NBA: Earvin Johnson jr., a kind of magic

Pubblicato il 9 Ottobre 2013 alle 14:56 Autore: Redazione

(9/10/2013) NBA: Earvin Johnson jr., a kind of magic.

Tra i cinquanta migliori giocatori di sempre eletti dalla NBA per i suoi 50 anni, ce ne sono alcuni più speciali di altri che si contendono lo scettro di miglior giocatore assoluto. Earvin Johnson jr., a discapito di un cognome di una normalità imbarazzante, è uno di questi. Uno di quegli atleti che ha segnato indelebilmente la storia del gioco. Parliamo infatti di un giocatore che ha vinto -dominando- a qualsiasi livello: dalla scuola superiore, al college alla nazionale, passando ovviamente per la lega. Ma non solo.

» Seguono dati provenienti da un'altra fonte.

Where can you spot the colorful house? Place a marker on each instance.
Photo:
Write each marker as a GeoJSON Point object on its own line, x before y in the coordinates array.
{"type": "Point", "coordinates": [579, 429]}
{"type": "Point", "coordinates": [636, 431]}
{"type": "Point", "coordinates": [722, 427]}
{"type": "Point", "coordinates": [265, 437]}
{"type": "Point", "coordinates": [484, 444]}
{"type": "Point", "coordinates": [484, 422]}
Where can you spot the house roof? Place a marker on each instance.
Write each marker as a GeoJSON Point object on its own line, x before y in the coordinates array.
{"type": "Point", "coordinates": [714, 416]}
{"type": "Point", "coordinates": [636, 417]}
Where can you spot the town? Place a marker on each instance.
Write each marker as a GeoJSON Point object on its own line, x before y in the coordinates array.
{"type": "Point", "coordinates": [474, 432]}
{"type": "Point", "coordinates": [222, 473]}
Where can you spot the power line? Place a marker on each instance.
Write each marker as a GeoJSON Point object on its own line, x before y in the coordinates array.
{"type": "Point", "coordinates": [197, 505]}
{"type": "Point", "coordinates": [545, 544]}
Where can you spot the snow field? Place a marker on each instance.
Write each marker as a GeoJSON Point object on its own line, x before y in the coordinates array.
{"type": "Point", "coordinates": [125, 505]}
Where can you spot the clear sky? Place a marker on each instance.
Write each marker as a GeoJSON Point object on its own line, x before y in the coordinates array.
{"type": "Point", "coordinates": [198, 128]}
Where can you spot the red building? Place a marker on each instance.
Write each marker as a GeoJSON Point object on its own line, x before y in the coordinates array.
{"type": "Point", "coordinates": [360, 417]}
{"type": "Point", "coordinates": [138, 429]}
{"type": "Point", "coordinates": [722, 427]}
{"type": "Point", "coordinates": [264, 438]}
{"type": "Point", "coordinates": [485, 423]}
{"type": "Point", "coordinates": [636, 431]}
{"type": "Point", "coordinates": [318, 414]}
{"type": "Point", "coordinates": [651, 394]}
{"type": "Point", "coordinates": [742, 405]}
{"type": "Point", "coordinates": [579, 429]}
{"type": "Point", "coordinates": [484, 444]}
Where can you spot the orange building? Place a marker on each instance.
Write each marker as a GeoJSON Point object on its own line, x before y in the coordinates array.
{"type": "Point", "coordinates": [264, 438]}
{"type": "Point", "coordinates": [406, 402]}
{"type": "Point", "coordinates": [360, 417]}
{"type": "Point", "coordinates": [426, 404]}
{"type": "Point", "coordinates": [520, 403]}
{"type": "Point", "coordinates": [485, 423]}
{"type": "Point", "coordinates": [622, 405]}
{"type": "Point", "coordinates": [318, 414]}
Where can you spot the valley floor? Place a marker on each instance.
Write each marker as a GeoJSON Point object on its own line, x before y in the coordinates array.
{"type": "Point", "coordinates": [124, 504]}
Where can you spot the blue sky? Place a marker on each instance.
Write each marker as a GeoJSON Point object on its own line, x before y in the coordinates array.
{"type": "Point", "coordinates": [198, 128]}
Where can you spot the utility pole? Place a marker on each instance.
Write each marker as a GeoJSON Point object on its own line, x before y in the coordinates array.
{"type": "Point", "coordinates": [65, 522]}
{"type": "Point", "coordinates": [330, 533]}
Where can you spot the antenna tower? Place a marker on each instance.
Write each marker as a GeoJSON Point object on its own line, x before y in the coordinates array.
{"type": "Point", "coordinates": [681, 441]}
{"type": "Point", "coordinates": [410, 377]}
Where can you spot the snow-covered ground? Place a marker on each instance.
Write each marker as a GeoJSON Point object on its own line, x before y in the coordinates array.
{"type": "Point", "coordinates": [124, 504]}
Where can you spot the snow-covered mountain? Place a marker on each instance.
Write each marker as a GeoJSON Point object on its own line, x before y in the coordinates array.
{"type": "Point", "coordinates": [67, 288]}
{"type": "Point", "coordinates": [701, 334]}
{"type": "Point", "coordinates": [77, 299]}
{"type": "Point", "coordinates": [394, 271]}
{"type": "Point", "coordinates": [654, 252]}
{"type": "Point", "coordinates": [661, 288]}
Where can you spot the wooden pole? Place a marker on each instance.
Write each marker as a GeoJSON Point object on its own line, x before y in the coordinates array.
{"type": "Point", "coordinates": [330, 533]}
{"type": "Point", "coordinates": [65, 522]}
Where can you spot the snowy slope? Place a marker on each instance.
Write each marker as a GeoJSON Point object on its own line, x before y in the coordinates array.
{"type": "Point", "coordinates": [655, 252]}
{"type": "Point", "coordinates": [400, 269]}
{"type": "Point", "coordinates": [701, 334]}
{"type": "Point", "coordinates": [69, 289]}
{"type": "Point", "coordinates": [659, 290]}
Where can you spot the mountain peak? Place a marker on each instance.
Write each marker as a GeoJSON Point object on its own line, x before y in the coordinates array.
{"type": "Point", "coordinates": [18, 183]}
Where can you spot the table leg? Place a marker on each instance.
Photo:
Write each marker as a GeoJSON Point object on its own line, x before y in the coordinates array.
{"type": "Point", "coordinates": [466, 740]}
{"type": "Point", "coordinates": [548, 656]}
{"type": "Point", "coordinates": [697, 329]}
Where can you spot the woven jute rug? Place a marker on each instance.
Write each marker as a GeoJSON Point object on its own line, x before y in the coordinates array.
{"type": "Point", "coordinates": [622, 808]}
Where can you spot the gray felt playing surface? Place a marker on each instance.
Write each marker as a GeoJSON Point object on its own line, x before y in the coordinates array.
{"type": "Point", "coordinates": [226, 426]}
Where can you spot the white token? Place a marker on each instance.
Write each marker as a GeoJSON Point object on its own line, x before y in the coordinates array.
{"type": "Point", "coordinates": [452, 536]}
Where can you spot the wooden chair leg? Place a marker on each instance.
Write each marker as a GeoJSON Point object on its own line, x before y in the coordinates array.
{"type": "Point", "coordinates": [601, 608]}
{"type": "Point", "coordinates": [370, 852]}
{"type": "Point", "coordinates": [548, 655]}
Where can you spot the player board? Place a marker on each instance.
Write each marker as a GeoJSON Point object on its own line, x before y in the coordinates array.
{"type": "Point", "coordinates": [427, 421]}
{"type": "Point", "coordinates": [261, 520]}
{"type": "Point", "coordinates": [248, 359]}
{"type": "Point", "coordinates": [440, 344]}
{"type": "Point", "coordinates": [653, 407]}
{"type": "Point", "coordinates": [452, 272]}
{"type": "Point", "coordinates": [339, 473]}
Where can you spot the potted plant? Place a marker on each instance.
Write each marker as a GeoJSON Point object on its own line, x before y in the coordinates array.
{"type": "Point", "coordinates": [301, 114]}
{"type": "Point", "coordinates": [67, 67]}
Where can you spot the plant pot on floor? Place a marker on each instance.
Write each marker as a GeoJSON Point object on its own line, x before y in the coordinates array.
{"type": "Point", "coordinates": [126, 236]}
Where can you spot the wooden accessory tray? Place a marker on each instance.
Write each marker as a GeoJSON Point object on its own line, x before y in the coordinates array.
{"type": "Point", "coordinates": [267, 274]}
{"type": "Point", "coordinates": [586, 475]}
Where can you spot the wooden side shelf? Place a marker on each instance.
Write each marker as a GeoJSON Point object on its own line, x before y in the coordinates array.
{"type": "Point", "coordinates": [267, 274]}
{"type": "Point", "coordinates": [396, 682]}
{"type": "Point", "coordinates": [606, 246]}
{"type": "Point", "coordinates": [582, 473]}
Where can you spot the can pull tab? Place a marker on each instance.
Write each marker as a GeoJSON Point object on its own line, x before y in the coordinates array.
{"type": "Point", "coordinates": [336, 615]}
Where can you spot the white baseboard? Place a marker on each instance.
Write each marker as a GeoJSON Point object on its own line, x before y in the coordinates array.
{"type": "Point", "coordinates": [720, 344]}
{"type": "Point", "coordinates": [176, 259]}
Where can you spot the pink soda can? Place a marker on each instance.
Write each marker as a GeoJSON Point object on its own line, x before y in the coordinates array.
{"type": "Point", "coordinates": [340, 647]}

Per intenderci, è un giocatore talmente importante da essere conosciuto ancora dopo oltre vent’anni dal suo ritiro anche dai profani della palla a spicchi.
Proveremo a raccontarvelo guardano oltre i tre titoli di MVP, ossia di miglior giocatore della lega, dei cinque titoli e dei record personali e di squadra, ma per farlo occorre rimettere indietro la macchina del tempo di un po’, e iniziare il nostro racconto da Lansing, Michigan, e dalla squadra di High School di Everett, dove Earvin domina dall’alto dei suoi oltre due metri su tutti gli avversari. Prima parentesi: se vi immaginate il classico gigante tra i bambini che brutalizza gli avversari sotto canestro solo grazie al proprio fisico e alla statura avete capito male, a parte sul brutalizzare. Il ragazzo infatti gioca come playmaker, e inanella numeri che parlano sì di punti, ma anche di rimbalzi e valanghe di assist. Una sera al suo terzo anno, un giornalista locale, tale Fred Stabley Jr., dopo averlo visto in una delle sue più clamorose prestazioni (36 punti, 18 rimbalzi e 16 assist. A quindici anni eh..) gli affibbia un soprannome destinato ad appiccicarglisi addosso come la gomma sui jeans: Magic.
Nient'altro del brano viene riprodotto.